The girl popped the meat into her mouth and chewed vigorously.
“I’m just asking,” she said a moment later. “The weather is always there, and we can’t do anything about it, so why bring it up all the time as if it had manners to correct or ideas we could listen to?”
Tye topped off his wine and did the same for the ladies. “I will admit, Fiona, that weather would make a less interesting dinner companion than you, who have both manners to correct and all kinds of unorthodox ideas.”
“What is the French word for un-ortho-ducks, and what does it mean?”
He took another sip of his wine. He was beginning to feel that slight distance between his mind, his emotions, and his bodily awareness, that suggested he’d had rather too many sips of wine.
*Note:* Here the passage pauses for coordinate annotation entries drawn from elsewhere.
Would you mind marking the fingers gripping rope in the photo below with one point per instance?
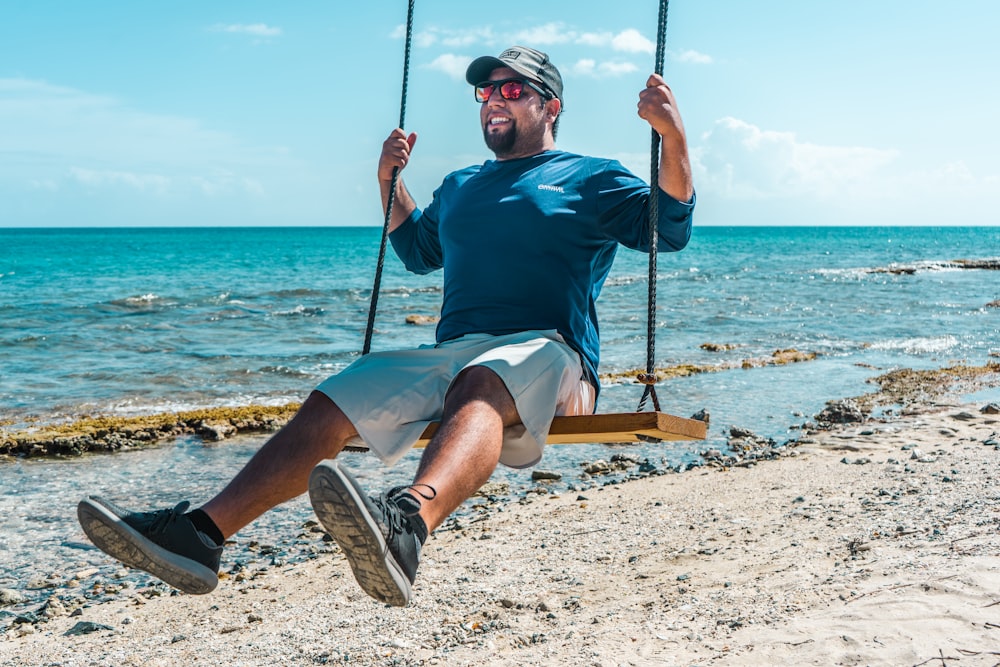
(649, 377)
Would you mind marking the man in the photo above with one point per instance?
(525, 241)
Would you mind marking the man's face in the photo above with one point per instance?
(513, 128)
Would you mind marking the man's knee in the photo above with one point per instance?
(321, 415)
(481, 383)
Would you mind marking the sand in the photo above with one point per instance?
(869, 544)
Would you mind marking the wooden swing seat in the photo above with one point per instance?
(613, 428)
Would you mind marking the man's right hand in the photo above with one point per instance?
(395, 153)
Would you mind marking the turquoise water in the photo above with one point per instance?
(132, 321)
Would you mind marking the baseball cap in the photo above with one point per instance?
(523, 60)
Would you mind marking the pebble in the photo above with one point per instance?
(85, 628)
(10, 597)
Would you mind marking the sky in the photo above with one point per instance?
(226, 113)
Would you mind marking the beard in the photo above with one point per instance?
(503, 142)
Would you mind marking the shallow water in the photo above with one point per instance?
(142, 321)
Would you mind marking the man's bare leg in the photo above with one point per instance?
(382, 535)
(466, 448)
(279, 471)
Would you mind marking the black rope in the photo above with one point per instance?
(373, 307)
(649, 377)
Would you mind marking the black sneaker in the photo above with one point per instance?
(380, 536)
(164, 543)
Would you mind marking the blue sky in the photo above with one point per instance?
(266, 113)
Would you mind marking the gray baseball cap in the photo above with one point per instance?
(524, 60)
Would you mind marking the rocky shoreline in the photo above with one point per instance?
(113, 434)
(866, 540)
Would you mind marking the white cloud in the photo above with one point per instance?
(452, 65)
(544, 35)
(62, 136)
(693, 57)
(632, 41)
(739, 160)
(253, 29)
(154, 183)
(589, 67)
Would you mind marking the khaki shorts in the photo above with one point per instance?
(390, 397)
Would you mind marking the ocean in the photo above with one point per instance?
(137, 321)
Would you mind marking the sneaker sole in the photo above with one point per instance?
(119, 540)
(340, 507)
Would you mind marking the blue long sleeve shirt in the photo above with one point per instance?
(526, 244)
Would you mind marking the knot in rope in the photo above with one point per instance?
(646, 378)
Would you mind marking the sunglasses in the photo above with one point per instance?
(510, 89)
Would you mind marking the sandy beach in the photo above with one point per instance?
(869, 543)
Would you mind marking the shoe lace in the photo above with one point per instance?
(165, 518)
(407, 498)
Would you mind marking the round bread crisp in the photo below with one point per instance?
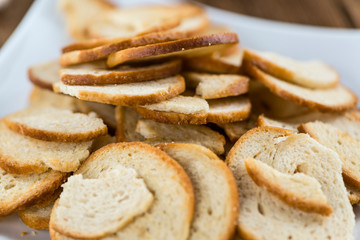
(114, 45)
(334, 99)
(127, 94)
(184, 47)
(45, 74)
(25, 155)
(57, 125)
(22, 191)
(122, 74)
(172, 210)
(216, 199)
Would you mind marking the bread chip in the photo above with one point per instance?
(212, 86)
(311, 74)
(347, 148)
(262, 214)
(220, 62)
(45, 74)
(51, 124)
(23, 191)
(193, 110)
(94, 208)
(334, 99)
(123, 74)
(127, 94)
(156, 133)
(114, 45)
(184, 47)
(216, 200)
(37, 156)
(172, 211)
(298, 190)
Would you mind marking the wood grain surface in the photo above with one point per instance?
(328, 13)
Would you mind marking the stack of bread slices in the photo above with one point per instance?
(158, 125)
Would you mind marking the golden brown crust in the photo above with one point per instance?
(178, 172)
(274, 88)
(154, 72)
(274, 69)
(35, 222)
(100, 52)
(32, 196)
(289, 198)
(41, 83)
(233, 200)
(349, 177)
(51, 136)
(172, 117)
(179, 46)
(132, 100)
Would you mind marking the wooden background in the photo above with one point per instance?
(329, 13)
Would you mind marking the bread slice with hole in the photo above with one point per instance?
(334, 99)
(213, 86)
(263, 215)
(186, 47)
(298, 190)
(127, 119)
(308, 74)
(344, 145)
(219, 62)
(171, 213)
(25, 155)
(216, 199)
(95, 208)
(40, 97)
(155, 133)
(52, 124)
(194, 110)
(102, 49)
(127, 94)
(43, 75)
(19, 192)
(119, 75)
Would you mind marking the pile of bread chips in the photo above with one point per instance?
(156, 124)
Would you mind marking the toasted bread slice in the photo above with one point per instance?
(44, 98)
(230, 109)
(172, 210)
(155, 133)
(95, 208)
(311, 74)
(127, 120)
(216, 199)
(334, 99)
(79, 14)
(262, 214)
(298, 190)
(105, 111)
(127, 94)
(23, 191)
(212, 86)
(219, 62)
(123, 74)
(37, 156)
(45, 74)
(194, 110)
(104, 47)
(184, 47)
(52, 124)
(347, 148)
(235, 130)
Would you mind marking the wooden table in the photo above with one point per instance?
(329, 13)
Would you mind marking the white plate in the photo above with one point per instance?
(41, 34)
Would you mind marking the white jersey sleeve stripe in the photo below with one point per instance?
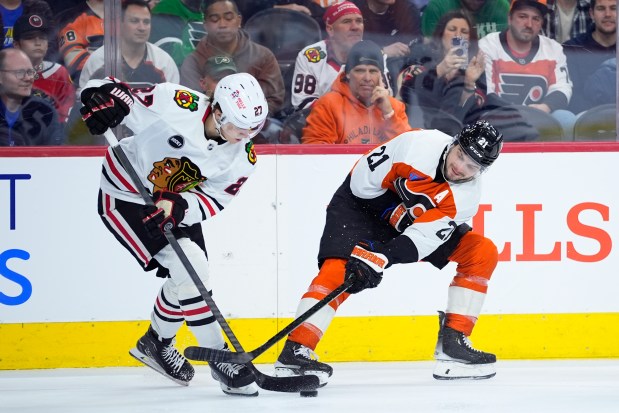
(115, 170)
(123, 229)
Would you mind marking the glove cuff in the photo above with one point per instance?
(374, 260)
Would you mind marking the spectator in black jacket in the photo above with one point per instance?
(25, 120)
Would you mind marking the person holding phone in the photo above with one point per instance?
(359, 108)
(446, 74)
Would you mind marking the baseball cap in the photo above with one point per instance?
(540, 5)
(365, 52)
(335, 11)
(30, 23)
(218, 67)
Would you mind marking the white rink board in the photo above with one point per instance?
(263, 247)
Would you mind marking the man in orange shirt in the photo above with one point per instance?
(358, 109)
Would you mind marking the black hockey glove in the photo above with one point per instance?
(365, 267)
(105, 106)
(400, 218)
(168, 212)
Lady Ariadne murmured something in Gaelic that Tye did not catch—the child had addled his wits that greatly—and a servant brought Fiona a small glass of wine.
“For your digestion, my dear, but take small sips only, or it could have the opposite of its intended effect.”
The girl took a dainty taste of her libation, showing no ill effects, which was the outside of too much.
Properly reared children did not dine at table with adults.
They did not run roughshod over the dinner conversation.
On this sceptered isle, they did not sip passably good table wine as if it were served to them nightly.
And a proper gentleman did not sit across from a decent young woman and mentally revisit the feel of her unbound hair sliding over his hands like blond silk. He did not watch her mouth when she drank her wine. He did not wonder if she would cosh him on his head if he attempted to kiss her again.